A good news story (for a change) from Jerusalem Post Nov. 3, 2005 1:26 Updated Nov. 3, 2005 7:07 By ARIEH O'SULLIVAN ...
...Each night, security forces fan out across Judea and Samaria and detain suspected fugitives. Nearly 1,000 have been nabbed and brought in for questioning in the past few months. While many were eventually released, the arrest of key terrorists has decimated their ranks, particularly in Hamas, who are now suffering from a dearth of local leaders in the run-up to Palestinian elections.
But most of the pressure has been focused on Islamic Jihad, which has carried out three suicide attacks during the so-called truce (Netanya, Tel Aviv and Hadera). In the past week alone, the Israeli security forces have killed two Islamic Jihad commanders in Tulkarm, another seven in Gaza, and at least five in Kabatiya.

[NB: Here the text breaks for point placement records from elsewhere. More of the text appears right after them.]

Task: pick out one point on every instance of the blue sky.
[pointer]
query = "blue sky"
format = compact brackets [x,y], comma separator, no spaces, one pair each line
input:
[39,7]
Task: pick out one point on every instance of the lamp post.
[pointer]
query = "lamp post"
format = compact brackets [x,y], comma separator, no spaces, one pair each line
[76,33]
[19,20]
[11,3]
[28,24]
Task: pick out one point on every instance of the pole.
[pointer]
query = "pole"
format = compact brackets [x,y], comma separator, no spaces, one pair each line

The IAF also killed a top Fatah and Hamas terrorist in Gaza.
But the crackdown on the terrorist groups in the West Bank has been so vast and consistent that they are resigned to attempting to sneak in from the Gaza Strip not just know-how, but muscle as well.
....According to senior security officials, fewer and fewer people are involved in Palestinian terror. Hamas is refraining from openly staging attacks in order to present itself as a political movement in the lead-up to the elections. A poll conducted by the PCPO showed that three out of four Palestinians favor the continuation of the "calm" and indicates that the escalation in terror by the Islamic Jihad and Hamas was not supported.....

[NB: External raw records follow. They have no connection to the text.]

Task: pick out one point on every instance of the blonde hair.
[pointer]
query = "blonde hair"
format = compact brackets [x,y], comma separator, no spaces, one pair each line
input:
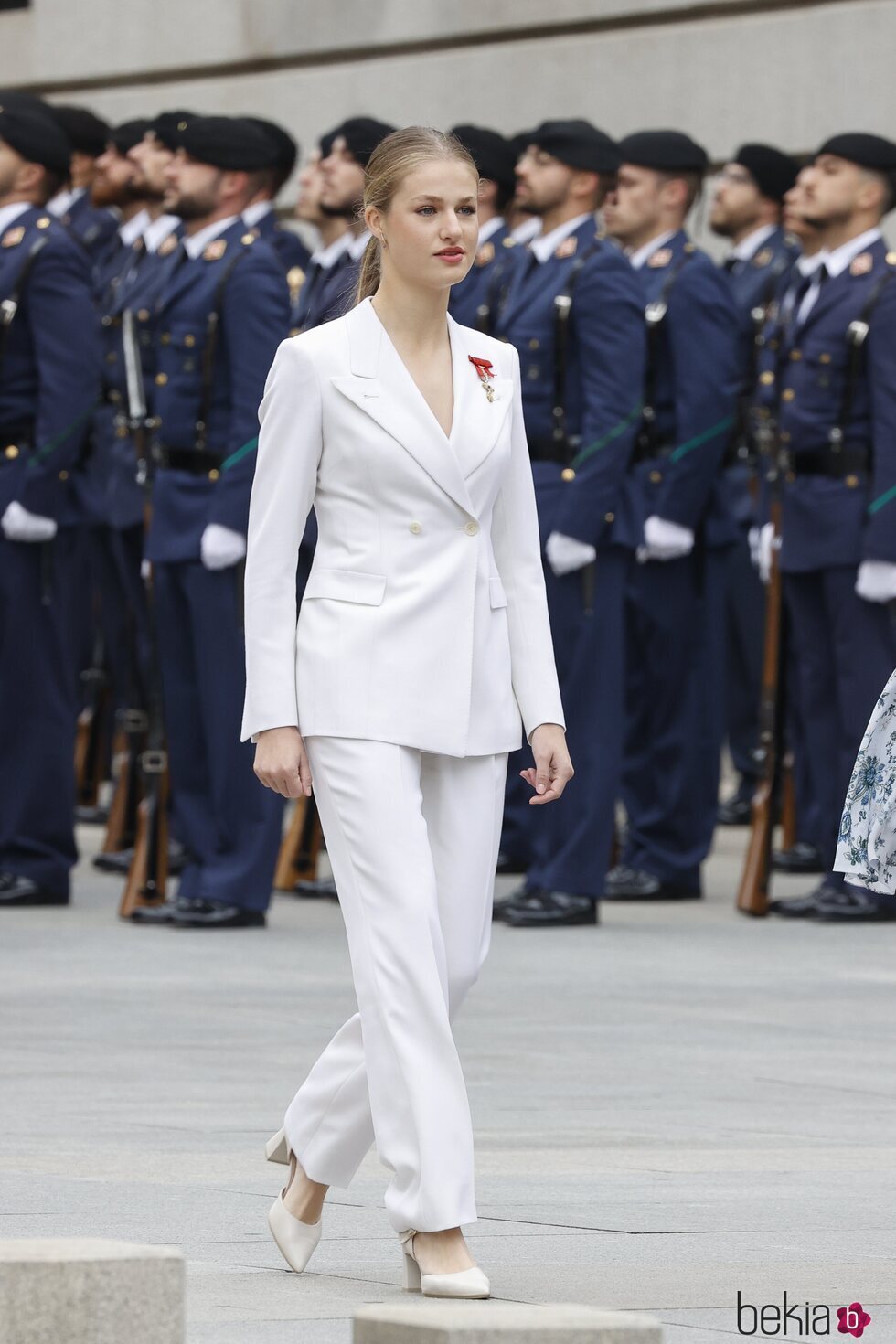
[395,156]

"They lack a political agenda other than causing attacks," a senior Shin Bet official said. "The Popular Resistance Committees are the closest to the ideology of global jihad because they don't have a political agenda other than the destruction of the West."
.... Israel never trusted the Palestinians and their various cease-fires, lulls and informal truces. And it is highly unlikely at this stage that Israel will accept any kind of agreement to halt its targeted killings so (that) Palestinian leader Mahmoud Abbas can declare he will start dismantling the terrorist infrastructure.
Even IDF Chief of General Staff Lt.-Gen. Dan Halutz said that as far as he was concerned it was possible to defeat terrorism through military means. "In contrast to the theory that the army cannot exterminate terrorism, I believe the army can reduce terrorism to the very lowest level," Halutz told The Jerusalem Post last month. While not promising to bring terrorism to an "absolute zero" level, Halutz said the IDF policy has proven that there was a military answer to terrorism, and we are watching this unfold daily.